Tuesday, August 19, 2003
Allow me to explain. Starting with "the opera." The opera is very modern. It makes Marc Adamo's Little Women pleasing and melodic (another editorial comment here -- I LOVE that opera, and think it is very pleasing, and melodic when it should be. My sister says it drives her crazy). This is so modern that there doesn't appear to be a melody present in the entire two hours. It abandons the plot entirely, focusing on the section from Jane's entrance and Thornfield, and ending, well, at the end -- with several major leaps...it relies heavily on the hope that someone out there has actually read the book. The libretto consists mainly of instrumental cacophany, Jane singing frantic atonal recitatives, and Mr. Rochester staggering across the stage doing glissandos to the tune of "Jane." Even the happy moments with Adelle are underscored with tension. In fact, really, the whole point of the show seems to be -- lets make this show darker and more mysterious. Question: If the subtext is on top, doesn't it negate the mystery?

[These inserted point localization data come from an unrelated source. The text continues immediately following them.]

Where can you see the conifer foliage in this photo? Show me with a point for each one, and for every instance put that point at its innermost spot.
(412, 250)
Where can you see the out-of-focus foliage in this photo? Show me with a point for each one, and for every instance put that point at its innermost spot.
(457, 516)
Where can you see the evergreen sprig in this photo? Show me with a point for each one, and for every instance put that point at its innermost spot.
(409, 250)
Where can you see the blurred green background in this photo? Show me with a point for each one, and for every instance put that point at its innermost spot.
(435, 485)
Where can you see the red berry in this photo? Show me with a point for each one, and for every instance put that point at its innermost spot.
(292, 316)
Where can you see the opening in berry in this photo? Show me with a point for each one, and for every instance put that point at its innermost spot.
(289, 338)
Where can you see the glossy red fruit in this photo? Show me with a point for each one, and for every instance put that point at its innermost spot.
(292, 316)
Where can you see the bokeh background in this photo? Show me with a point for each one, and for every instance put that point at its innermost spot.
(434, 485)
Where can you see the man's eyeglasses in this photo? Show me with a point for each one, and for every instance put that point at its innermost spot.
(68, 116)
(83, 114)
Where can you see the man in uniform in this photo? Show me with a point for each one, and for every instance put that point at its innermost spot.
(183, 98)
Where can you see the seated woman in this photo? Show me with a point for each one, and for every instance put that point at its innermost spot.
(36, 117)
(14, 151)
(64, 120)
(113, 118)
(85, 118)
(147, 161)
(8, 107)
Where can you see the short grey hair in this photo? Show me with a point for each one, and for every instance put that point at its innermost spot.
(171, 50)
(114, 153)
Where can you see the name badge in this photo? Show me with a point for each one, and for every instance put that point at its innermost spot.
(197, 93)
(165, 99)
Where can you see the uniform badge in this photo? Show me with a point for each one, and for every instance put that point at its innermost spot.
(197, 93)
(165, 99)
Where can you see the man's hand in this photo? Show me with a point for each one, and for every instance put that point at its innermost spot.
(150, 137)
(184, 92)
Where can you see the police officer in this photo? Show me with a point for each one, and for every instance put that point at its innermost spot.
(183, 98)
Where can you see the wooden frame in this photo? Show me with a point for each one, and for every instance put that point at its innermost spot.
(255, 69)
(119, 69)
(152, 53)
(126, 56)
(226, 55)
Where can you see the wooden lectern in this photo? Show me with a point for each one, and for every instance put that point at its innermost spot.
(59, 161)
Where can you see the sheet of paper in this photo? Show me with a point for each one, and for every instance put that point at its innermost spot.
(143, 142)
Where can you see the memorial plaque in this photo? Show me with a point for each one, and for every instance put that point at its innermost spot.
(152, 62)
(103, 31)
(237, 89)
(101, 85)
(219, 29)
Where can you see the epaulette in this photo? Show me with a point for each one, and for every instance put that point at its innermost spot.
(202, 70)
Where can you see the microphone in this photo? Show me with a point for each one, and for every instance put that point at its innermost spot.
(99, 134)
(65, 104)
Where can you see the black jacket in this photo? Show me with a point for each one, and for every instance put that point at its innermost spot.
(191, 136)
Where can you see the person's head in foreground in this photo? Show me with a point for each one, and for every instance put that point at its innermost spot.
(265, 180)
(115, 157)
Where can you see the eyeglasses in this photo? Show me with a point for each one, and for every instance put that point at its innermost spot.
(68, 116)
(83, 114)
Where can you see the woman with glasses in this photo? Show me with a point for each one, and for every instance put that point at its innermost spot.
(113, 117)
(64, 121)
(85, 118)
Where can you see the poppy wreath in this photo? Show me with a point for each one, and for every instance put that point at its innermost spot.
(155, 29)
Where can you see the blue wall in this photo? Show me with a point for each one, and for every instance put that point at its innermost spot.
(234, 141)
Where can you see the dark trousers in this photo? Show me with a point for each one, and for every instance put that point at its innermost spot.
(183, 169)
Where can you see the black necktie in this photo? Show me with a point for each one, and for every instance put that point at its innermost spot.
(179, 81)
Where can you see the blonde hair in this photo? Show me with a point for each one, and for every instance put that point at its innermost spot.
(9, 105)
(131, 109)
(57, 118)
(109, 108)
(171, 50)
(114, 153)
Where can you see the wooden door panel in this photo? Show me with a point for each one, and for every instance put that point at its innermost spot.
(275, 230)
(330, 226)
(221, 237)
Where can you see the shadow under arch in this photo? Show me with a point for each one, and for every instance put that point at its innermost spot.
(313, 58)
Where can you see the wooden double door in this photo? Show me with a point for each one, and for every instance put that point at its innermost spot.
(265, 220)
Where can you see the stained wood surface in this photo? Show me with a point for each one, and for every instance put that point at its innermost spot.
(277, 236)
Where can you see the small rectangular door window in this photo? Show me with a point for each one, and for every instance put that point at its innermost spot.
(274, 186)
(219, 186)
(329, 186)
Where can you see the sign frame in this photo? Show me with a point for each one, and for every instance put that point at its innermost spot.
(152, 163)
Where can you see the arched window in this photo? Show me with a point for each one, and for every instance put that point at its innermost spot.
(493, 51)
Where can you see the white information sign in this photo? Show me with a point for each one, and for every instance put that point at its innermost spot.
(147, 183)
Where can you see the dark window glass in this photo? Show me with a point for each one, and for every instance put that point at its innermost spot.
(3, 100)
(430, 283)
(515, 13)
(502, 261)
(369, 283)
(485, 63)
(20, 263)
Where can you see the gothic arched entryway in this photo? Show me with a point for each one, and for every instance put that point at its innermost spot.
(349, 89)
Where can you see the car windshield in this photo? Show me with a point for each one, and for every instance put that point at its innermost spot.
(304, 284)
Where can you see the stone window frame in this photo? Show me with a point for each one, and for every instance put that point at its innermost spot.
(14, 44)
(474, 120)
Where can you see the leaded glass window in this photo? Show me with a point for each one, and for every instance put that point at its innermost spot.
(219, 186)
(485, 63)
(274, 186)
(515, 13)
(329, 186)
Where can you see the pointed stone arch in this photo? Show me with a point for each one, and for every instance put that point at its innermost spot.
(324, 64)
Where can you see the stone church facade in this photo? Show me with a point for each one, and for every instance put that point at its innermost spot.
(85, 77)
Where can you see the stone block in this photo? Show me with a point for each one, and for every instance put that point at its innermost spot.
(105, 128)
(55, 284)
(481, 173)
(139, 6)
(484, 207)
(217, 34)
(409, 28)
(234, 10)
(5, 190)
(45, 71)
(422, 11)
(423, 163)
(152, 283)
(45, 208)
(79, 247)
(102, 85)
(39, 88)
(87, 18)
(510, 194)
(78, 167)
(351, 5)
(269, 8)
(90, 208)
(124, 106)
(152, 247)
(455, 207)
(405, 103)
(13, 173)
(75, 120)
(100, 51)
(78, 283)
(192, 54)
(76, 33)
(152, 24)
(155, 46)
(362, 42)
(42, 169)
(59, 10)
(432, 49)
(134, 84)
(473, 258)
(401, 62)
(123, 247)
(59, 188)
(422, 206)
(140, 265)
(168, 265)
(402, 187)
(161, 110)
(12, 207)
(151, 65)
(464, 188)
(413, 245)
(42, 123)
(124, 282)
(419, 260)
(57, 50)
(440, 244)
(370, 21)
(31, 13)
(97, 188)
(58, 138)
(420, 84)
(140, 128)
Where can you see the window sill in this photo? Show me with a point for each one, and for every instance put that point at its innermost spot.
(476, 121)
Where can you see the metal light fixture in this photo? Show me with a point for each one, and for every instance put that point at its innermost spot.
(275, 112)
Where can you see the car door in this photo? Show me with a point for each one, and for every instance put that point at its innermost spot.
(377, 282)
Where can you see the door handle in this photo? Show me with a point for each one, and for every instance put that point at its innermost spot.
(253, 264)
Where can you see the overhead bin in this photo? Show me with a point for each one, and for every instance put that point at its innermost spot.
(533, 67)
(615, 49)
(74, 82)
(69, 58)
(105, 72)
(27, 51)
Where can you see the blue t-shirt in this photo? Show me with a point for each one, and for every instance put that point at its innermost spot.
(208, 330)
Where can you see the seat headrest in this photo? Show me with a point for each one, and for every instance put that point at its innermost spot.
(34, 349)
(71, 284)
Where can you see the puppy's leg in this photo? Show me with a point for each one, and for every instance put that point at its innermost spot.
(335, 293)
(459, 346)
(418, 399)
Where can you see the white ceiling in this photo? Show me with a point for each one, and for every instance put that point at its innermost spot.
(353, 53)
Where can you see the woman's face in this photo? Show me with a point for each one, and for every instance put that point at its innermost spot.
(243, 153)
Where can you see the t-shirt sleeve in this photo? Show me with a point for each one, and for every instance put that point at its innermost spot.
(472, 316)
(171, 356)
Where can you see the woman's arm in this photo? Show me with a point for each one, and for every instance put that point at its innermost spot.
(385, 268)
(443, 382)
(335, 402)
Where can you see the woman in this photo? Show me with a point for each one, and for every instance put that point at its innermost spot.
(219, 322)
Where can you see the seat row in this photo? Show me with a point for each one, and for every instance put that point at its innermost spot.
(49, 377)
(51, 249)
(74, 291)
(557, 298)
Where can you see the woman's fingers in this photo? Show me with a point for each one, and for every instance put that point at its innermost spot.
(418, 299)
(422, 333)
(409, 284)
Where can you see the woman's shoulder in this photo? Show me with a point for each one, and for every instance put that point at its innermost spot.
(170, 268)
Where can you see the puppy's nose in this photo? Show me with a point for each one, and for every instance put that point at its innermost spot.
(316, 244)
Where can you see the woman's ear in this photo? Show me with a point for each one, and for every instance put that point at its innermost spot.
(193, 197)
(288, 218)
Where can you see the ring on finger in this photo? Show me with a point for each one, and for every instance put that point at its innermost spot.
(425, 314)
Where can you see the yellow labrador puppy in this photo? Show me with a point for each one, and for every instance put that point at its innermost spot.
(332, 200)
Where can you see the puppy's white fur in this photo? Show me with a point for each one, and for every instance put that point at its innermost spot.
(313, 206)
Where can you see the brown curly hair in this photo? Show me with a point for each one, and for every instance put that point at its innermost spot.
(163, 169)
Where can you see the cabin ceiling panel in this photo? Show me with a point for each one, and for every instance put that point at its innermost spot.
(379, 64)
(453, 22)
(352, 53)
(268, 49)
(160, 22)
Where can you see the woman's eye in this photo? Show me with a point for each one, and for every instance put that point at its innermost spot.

So, on to Jane Eyre: the musical. I like this better of the two...at first. It at least opens up more of the plot, introducing Jane at Lowwood school, and all, and starting with an orphan scene that tries it's best not to be the all female cast of Oliver. Kudos to the composer for giving Helen Burns a song to herself. Jump ahead to Thornfield, and introducing Mrs. Potts as Mrs. Fairfax (even Andrea thought that this role was obviously written with Angela Lansbury in mind). When she started going on about tea, and how her head was all muddled it just SCREAMED beauty and the beast...but maybe only in my twisted little head.
I love the song given to Blanche Ingram. I intend to sing it once I buy the score. Written for a coloratura soprano. The lady in the recording wasn't bad. I think I could do it justice. The only think I didn't like was that after a while all the music started to sound the same. And it failed to move me in the opposite way of the opera. It was all light and playful, and only once even tried to switch to a minor key. So where the first one was all subtext on top, the second had no subtext at all. It's like if you had "Titanic: the opera -- which played everything off kilter for the whole show, making it slightly more sinister than nightmare before Christmas; and then Titanic the musical (I am aware that there is one which is NOT like the comparison I'm making) that played everything happy, even with a nice "it's a little nippy in here' chorus when they're all in the water. Combine the two and it would be just about right. But that's only my 6am opinion.